Perhelatan Pemilihan Kepala daerah (Pilkada) Lebak antara pasangan Hj.  Iti dan Ade Sumardi melawan Kolom Kosong dengan partisipasi yang cenderung apatis, ini terlihat dari data hasil rekapitulasi perolehan  suara, dengan tingkat partisipasi hanya 54%, ini bertolak belakang  dengan apa yang digembor-gemborkan oleh komisoner KPU beberapa waktu  lalu yang menargetkan tingkat partisipasi di pilkada Lebak yaitu 80%.  Dalam hal ini, KPU selaku penyelengara pemilu dinilai gagal.
Asumsi saya, bahwa proses sosialisasi yang dilakukan oleh penyelenggara  pemilu tidak sampai kepada akar rumput, justru saya dalam hal ini mempertanyakan kembali peran mereka sebagai penyelenggara. jangan sampai  masyarakat menilai bahwa KPU menjadi subjek kemunduran partisipasi pemilih.
Persoalan lain yang ingin saya katakan bahwa Demokrasi di Kabupaten  Lebak mengalami kemunduran kualitas demokrasi, adanya calon tunggal  bukan hanya di cap sebagai racun bagi demokrasi di Kabupaten Lebak, ini  juga disertai dengan partisipasi masyarakat Lebak yang lemah, bahkan  tidak menghiraukan adanya hajat demokrasi.
Dari fakta ini saya menduga atusiasme masyarakat menghadapi pilkada ini  lemah, karena incumbent sebagai calon tunggal membungkam partai-partai yang sejatinya partai menjadi wadah untuk pendidikan politik masyarakat,  agar masyarakat memiliki melek politik yang tinggi, parpol harusnya berkomitmen memberikan edukasi politik, dan ini merupakan ranahnya  partai politik.
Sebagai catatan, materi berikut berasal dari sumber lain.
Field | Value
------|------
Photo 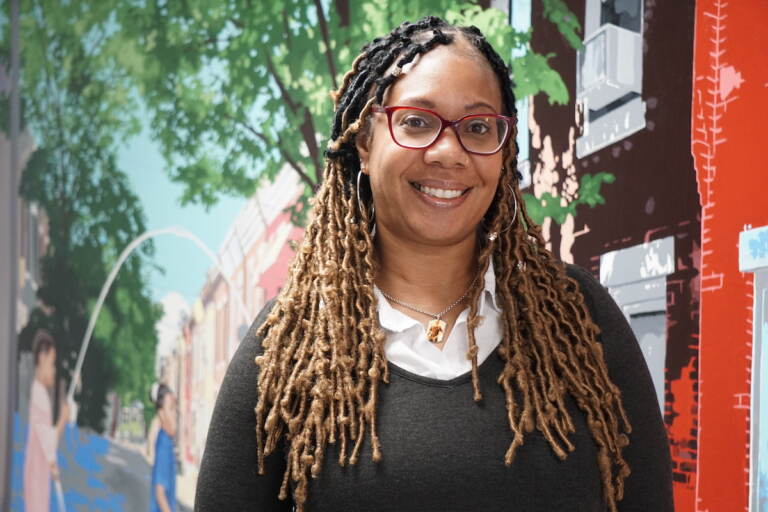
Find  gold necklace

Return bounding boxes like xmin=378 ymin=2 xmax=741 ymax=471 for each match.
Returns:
xmin=381 ymin=276 xmax=477 ymax=343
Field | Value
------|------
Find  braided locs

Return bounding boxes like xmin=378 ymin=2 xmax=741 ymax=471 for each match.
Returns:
xmin=255 ymin=17 xmax=631 ymax=512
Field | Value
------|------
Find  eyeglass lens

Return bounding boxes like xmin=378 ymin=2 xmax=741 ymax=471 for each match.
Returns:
xmin=391 ymin=109 xmax=508 ymax=153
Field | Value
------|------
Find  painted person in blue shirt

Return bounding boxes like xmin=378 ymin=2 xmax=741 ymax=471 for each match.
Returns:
xmin=149 ymin=384 xmax=176 ymax=512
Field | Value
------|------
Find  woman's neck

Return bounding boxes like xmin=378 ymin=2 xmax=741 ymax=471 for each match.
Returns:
xmin=376 ymin=225 xmax=477 ymax=311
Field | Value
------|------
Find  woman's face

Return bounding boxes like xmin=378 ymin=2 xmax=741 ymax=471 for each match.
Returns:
xmin=357 ymin=40 xmax=503 ymax=246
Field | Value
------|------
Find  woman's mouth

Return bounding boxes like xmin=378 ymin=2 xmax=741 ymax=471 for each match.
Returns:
xmin=411 ymin=182 xmax=470 ymax=199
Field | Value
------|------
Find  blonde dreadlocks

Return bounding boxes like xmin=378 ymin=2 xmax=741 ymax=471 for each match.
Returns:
xmin=255 ymin=17 xmax=631 ymax=512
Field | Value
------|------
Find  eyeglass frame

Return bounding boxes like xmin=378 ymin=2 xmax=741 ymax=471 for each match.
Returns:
xmin=371 ymin=105 xmax=517 ymax=156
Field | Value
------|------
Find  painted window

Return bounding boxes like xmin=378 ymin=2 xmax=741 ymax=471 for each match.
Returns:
xmin=576 ymin=0 xmax=645 ymax=158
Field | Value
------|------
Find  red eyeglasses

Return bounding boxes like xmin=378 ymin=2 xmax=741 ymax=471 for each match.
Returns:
xmin=372 ymin=105 xmax=515 ymax=155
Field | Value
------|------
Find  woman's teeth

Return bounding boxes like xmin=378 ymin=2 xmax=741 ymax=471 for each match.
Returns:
xmin=414 ymin=183 xmax=464 ymax=199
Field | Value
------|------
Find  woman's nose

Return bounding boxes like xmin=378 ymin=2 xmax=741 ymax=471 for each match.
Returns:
xmin=424 ymin=126 xmax=469 ymax=168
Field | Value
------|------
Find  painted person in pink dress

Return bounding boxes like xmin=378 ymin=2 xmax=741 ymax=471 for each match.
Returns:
xmin=24 ymin=329 xmax=69 ymax=512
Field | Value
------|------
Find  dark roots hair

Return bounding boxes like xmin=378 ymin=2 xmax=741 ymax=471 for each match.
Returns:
xmin=255 ymin=17 xmax=631 ymax=512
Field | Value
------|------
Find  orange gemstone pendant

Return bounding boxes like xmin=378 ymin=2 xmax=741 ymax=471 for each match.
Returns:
xmin=427 ymin=318 xmax=446 ymax=343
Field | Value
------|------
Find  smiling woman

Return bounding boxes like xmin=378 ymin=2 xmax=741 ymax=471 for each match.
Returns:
xmin=196 ymin=17 xmax=672 ymax=512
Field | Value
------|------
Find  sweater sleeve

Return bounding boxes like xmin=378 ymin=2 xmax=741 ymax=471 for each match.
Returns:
xmin=195 ymin=303 xmax=293 ymax=512
xmin=567 ymin=265 xmax=674 ymax=512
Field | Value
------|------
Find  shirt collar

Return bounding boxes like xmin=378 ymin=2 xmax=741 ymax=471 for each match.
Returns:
xmin=373 ymin=258 xmax=501 ymax=332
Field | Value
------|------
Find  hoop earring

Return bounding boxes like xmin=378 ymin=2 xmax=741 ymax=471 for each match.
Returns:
xmin=488 ymin=183 xmax=517 ymax=242
xmin=356 ymin=171 xmax=376 ymax=236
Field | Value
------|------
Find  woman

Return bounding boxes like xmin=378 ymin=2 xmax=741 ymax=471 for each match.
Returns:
xmin=149 ymin=384 xmax=176 ymax=512
xmin=24 ymin=329 xmax=69 ymax=512
xmin=196 ymin=17 xmax=672 ymax=512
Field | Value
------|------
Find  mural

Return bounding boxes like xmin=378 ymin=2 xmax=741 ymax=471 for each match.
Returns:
xmin=0 ymin=0 xmax=768 ymax=512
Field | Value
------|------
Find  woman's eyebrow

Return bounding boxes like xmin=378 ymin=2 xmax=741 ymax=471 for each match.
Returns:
xmin=400 ymin=96 xmax=496 ymax=112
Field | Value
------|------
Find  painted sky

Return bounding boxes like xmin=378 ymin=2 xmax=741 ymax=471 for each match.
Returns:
xmin=118 ymin=107 xmax=246 ymax=304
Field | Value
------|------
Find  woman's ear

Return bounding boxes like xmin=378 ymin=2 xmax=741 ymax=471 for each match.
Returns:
xmin=355 ymin=122 xmax=373 ymax=174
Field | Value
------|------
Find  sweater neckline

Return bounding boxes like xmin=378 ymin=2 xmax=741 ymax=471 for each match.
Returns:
xmin=387 ymin=350 xmax=501 ymax=388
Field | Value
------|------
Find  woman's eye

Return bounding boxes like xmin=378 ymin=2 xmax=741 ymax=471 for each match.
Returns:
xmin=400 ymin=115 xmax=429 ymax=128
xmin=467 ymin=119 xmax=491 ymax=135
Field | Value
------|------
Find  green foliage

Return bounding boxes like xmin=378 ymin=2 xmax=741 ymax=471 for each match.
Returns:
xmin=0 ymin=0 xmax=161 ymax=431
xmin=523 ymin=172 xmax=616 ymax=225
xmin=116 ymin=0 xmax=578 ymax=223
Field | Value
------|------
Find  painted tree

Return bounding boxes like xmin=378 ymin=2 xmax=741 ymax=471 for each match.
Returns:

di sisi lain, saya menilai bahwa pilkada lebak merupakan bentuk  keterpaksaan yang dibangun oleh para elite agar kekuasaan tetap dalam  genggaman dinasti, maka kemudian ini berimbas sebagian masyarakat  memilih tidak hadir untuk memberikan suara.
Demokrasi yang tidak sehat ini harus segera di akhiri, harus ada  formulasi dari partai-partai politik agar konsisten dalam menjaga iklim  demokrasi.